In contrast, there are different types of home runs in baseball. One might think about a powerful home run by Bryce Harper that clears the center-field fence. Or one might think about a line drive hit by Didi Gregorius that barely reaches the right-field stands. Due to the differing distances to left, center and right fences in Major League ballparks, all home runs are not the same although they count the same in terms of producing runs.

How can we sort out the different type of home run hitters in baseball? Is there a way to distinguish the big sluggers like Mike Trout, Aaron Judge and Bryce Harper from the other hitters who hit home runs in the short sides of the field?

8.2 Questions

This brief discussion raises several questions that I will address.

  • We know that home runs are primarily a function of two launch variables – the exit velocity and the launch angle. How good is the “two launch variable” model for predicting home runs?

  • What is a reasonable way to measure a player’s ability to get more or fewer home runs than one would expect from this two-variable model?

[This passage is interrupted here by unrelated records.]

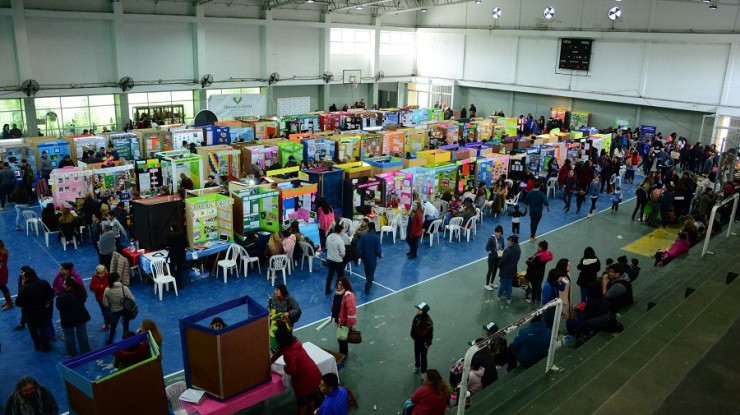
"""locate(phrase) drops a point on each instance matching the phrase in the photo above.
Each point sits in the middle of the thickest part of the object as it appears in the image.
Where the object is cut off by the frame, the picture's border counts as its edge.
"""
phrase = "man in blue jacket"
(369, 250)
(530, 345)
(535, 201)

  • Is this extra ability a skill? In other words, are there players who tend to hit more home runs that predicted from the two-variable model?

  • Can we distinguish the “extra ability” home run hitters from the well-known home run sluggers?

8.3 The Two-Variable Model

Consider the probability of hitting a home run on a ball put in play. For the balls put in play for a particular season, we model the home run probabilities by the GAM model

\[\log \frac{p}{1-p} = s(LA, LS)\]

where  \(LA\) and \(LS\) are respectively the launch angle and exit velocity measurements, and \(s()\) is a smooth function.

One can use a cross-validation scheme to assess if this two-variable model provides good predictions of the total home run out. For a particular Statcast season, we randomly split the balls in play into two halves that we call the “train” and “test” datasets. We fit the GAM model using the “train” dataset and use the fitted model to predict the total home run count in the “test” dataset. For each of the five Statcast seasons 2015 through 2019, we performed 10 random splits. For each prediction exercise, we constructed a 90% prediction interval. In the 50 cross-validation exercises, the actual total home run was inside the prediction interval 38 times for a coverage rate of 76. The takeaway is that this two-variable model appears to provide a reasonable prediction of the total home run count for a specific season.

8.4 Deviations from Model Fit

To measure deviations from the fit, we apply a standardized residual that the reader has seen in recent posts of this blog. For each player, we compute the residual

\[Z = \frac{HR - E}{\sqrt{E}}\],

where \(HR\) is the observed home run count and \(E\) denotes the “expected” home run count found by summing over all the predicted home run probabilities for all in-play events.

What did I find when I computed these residuals for all player/seasons in the Statcast era (2015 through 2019)?

  • Most of the Z residuals fell between −2 and 2 which indicates the model is satisfactory. But there were 36 values of Z (player-seasons) larger than 2, and only seven Z-scores smaller than −2.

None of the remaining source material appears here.